Compile the program:

gcc -g -o random -Wall -Wextra -pedantic -std=c99 random.c

Run the program using the command ./random with input values 10, 30. The output should look something like the following:

Uniform distribution:
 0: ****************
 1: ****************
 2: ******************
 3: *****************
 4: ************
 5: ***************
 6: *****************
 7: ************
 8: ***********************
 9: **********************
10: ****************
11: *************
12: ******************
13: *******************
14: *****************************
15: *************
16: ********************
17: *****************
18: ********************
19: **************
20: *******************
21: **************
22: ***************
23: ***********
24: ***********
25: **************
26: *****************
27: ***************
28: ***********
29: **************************

The output of print_hist should show that each element of the hist array values that are similar to each other. This is what we expect from a normal distribution.

3. A normal distribution of pseudo-random integers can be generated by summing multiple uniformly-distributed pseudo-random integer values.

In random.c add a definition for the normal_rand function, as indicated by the TODO (5) comment. This function should generate values according to a normal distribution (refer to the comment for details). The normal_rand function should return a pseudo-random integer in the range 0 to max_num-1, inclusive, normally distributed.

Then, as indicated by the TODO (5) comment in the main function, add code to generate 500 normally-generated pseudo-random integers and increment the elements of the hist array accordingly. (Each generated pseudo-random integer should be used to increment the hist array element with the same index as the generated pseudo-random integer.)

Compile and run the program. The output should look something like the following:

Normal distribution:
 0: 
 1: *
 2: 
 3: *
 4: *
 5: 
 6: *
 7: *********
 8: ********************
 9: **********************
10: ********************
11: ********************************
12: *************************************
13: *********************************
14: *********************************************
15: ***********************************************
16: ***********************************************
17: ************************************************
18: ****************************************
19: ******************************
20: ***************
21: ****************
22: *************
23: ***********
24: *****
25: *
26: ***
27: **
28: 
29: 

Your program’s output doesn’t need to look exactly like the output shown above, but it should show a “bell curve” centered at approximately the middle of the array of counts.

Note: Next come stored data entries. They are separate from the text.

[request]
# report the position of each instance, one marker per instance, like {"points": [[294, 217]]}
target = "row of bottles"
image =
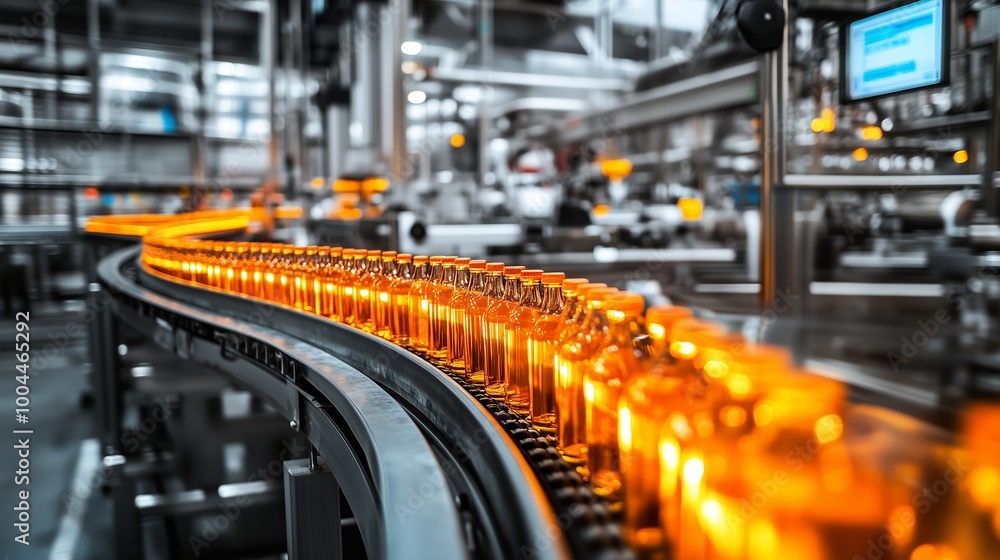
{"points": [[711, 447]]}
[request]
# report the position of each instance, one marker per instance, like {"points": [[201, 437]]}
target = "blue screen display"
{"points": [[897, 50]]}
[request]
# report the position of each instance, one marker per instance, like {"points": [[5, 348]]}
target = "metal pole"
{"points": [[991, 200], [94, 43], [268, 48], [393, 137], [486, 60], [776, 223], [207, 97]]}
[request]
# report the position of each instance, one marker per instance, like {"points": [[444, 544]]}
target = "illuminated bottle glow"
{"points": [[542, 349], [626, 354], [494, 331], [440, 292], [334, 281], [484, 290], [381, 295], [519, 324], [419, 303], [399, 309], [572, 360], [347, 284], [465, 269], [650, 399]]}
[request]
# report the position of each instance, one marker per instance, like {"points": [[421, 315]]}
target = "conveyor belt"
{"points": [[507, 486]]}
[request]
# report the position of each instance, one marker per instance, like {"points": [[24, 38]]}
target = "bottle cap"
{"points": [[585, 289], [550, 278], [625, 305], [531, 275]]}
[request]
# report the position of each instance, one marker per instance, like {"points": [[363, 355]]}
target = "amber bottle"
{"points": [[494, 331], [438, 296], [522, 320], [399, 291], [381, 294], [542, 346], [572, 359], [626, 355]]}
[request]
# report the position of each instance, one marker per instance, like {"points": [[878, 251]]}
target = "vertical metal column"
{"points": [[104, 367], [365, 90], [207, 84], [94, 45], [312, 512], [991, 198], [268, 54], [777, 208], [393, 137], [485, 31]]}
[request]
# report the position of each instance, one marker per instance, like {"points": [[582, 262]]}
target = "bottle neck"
{"points": [[420, 272], [404, 270], [462, 278], [389, 269], [552, 300], [436, 273], [512, 290], [530, 295], [477, 282], [494, 286], [448, 276]]}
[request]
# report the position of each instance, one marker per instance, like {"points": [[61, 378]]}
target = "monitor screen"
{"points": [[897, 50]]}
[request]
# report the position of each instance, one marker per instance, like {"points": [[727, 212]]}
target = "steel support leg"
{"points": [[312, 511]]}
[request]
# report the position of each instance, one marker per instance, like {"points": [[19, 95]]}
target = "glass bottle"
{"points": [[258, 256], [522, 320], [333, 279], [464, 274], [271, 253], [349, 283], [541, 350], [419, 305], [284, 275], [778, 462], [626, 354], [381, 295], [495, 321], [317, 276], [484, 291], [690, 435], [442, 284], [399, 298], [366, 293], [573, 356]]}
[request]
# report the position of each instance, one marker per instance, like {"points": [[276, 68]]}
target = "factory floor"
{"points": [[70, 518]]}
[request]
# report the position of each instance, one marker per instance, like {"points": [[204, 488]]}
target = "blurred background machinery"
{"points": [[642, 143]]}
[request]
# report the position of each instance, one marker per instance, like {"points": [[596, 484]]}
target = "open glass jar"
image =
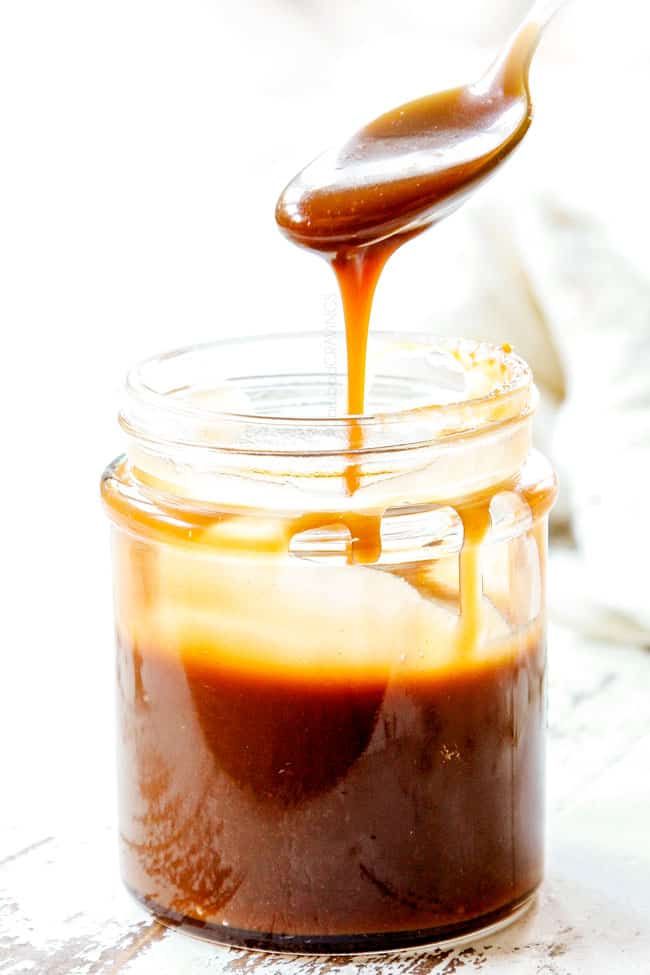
{"points": [[330, 633]]}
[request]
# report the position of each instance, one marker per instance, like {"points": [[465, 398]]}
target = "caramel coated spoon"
{"points": [[417, 163]]}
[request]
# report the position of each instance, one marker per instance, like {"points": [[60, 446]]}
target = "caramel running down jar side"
{"points": [[331, 701]]}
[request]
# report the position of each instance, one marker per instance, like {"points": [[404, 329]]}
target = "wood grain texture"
{"points": [[63, 911]]}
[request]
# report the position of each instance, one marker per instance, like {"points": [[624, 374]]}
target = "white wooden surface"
{"points": [[63, 912]]}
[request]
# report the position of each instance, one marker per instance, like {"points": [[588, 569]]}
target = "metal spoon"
{"points": [[417, 163]]}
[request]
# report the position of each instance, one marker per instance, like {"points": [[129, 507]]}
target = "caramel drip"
{"points": [[475, 518]]}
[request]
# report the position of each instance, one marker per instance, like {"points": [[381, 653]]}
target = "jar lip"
{"points": [[163, 412]]}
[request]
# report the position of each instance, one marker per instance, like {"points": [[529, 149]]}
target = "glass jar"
{"points": [[330, 632]]}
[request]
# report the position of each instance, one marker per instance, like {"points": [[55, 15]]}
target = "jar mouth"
{"points": [[285, 393]]}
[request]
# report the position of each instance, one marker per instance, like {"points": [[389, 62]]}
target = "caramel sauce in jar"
{"points": [[330, 629]]}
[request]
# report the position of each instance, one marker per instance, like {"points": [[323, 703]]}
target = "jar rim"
{"points": [[157, 406]]}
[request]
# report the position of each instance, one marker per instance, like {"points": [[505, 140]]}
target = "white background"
{"points": [[143, 144]]}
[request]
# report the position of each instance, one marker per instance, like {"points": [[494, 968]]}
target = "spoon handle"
{"points": [[510, 70]]}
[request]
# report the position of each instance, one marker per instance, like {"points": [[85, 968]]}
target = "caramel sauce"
{"points": [[320, 757]]}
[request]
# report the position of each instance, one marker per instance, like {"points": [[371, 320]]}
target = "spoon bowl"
{"points": [[416, 164]]}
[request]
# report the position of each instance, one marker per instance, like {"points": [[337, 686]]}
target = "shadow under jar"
{"points": [[330, 634]]}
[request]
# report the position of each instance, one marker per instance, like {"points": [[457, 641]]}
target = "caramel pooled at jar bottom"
{"points": [[331, 707]]}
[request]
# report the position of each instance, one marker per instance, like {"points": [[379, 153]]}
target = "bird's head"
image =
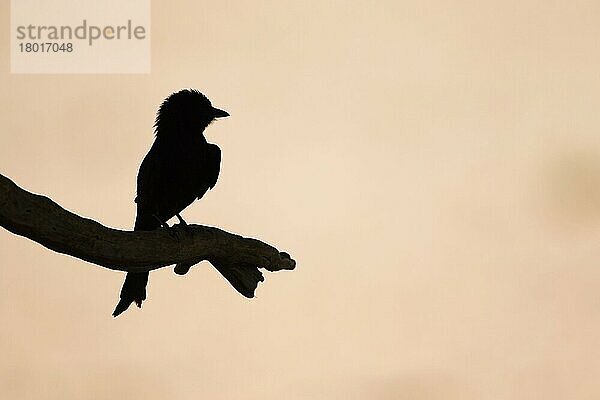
{"points": [[186, 112]]}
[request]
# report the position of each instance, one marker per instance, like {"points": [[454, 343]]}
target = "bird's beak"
{"points": [[219, 113]]}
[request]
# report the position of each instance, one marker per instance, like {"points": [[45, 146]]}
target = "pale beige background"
{"points": [[433, 166]]}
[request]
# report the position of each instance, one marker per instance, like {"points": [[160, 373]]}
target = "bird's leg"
{"points": [[181, 221], [160, 221], [170, 229]]}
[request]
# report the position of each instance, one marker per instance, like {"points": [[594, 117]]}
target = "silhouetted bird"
{"points": [[179, 168]]}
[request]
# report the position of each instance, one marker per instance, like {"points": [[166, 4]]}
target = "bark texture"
{"points": [[40, 219]]}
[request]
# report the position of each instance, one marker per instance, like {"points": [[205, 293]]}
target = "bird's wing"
{"points": [[211, 167]]}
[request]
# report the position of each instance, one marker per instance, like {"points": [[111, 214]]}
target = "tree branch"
{"points": [[42, 220]]}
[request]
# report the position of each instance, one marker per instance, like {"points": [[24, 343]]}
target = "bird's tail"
{"points": [[134, 290]]}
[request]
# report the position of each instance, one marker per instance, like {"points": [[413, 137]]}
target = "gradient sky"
{"points": [[432, 166]]}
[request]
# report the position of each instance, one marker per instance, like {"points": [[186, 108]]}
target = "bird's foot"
{"points": [[171, 230]]}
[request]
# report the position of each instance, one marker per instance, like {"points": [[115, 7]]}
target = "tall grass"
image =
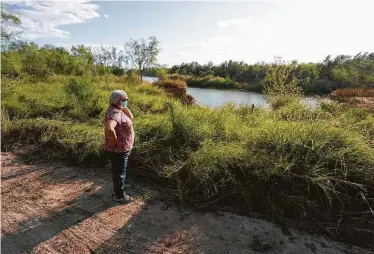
{"points": [[295, 161]]}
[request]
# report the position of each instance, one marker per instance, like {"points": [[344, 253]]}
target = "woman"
{"points": [[119, 140]]}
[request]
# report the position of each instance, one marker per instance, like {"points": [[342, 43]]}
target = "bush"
{"points": [[212, 82], [293, 162], [169, 83], [353, 92], [319, 86], [85, 97]]}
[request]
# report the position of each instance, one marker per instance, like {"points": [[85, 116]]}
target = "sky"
{"points": [[249, 31]]}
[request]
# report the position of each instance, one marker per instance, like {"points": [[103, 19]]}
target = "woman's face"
{"points": [[122, 103]]}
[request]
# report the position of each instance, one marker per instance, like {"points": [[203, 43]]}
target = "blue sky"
{"points": [[207, 31]]}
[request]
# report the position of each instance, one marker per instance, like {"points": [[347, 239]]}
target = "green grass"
{"points": [[294, 161], [171, 83]]}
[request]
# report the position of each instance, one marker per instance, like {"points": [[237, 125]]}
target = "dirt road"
{"points": [[52, 208]]}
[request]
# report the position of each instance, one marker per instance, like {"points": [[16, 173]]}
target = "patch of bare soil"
{"points": [[52, 208]]}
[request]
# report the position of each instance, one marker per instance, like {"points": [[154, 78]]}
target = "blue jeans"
{"points": [[119, 167]]}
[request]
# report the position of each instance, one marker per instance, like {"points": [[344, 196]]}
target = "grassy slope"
{"points": [[294, 161]]}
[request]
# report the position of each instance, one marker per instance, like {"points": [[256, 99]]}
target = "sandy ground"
{"points": [[52, 208]]}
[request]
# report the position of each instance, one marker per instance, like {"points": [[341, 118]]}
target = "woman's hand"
{"points": [[112, 133], [128, 112]]}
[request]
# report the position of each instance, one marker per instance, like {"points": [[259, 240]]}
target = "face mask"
{"points": [[124, 104]]}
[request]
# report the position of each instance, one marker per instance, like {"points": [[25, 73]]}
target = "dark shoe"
{"points": [[125, 198]]}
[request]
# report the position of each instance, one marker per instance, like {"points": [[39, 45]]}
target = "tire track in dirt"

You may need to experiment a bit to find a good way to generate a more-or-less normal distribution.

Reminder

Remember to add and commit to your local repo copy as your work. Push to your remote repo when finished. Also scp and submit to Gradescope to check your solution. Use exit to logout from your ugrad account when finished. If you continue to work on the program after class, make sure to keep your repo updated as well!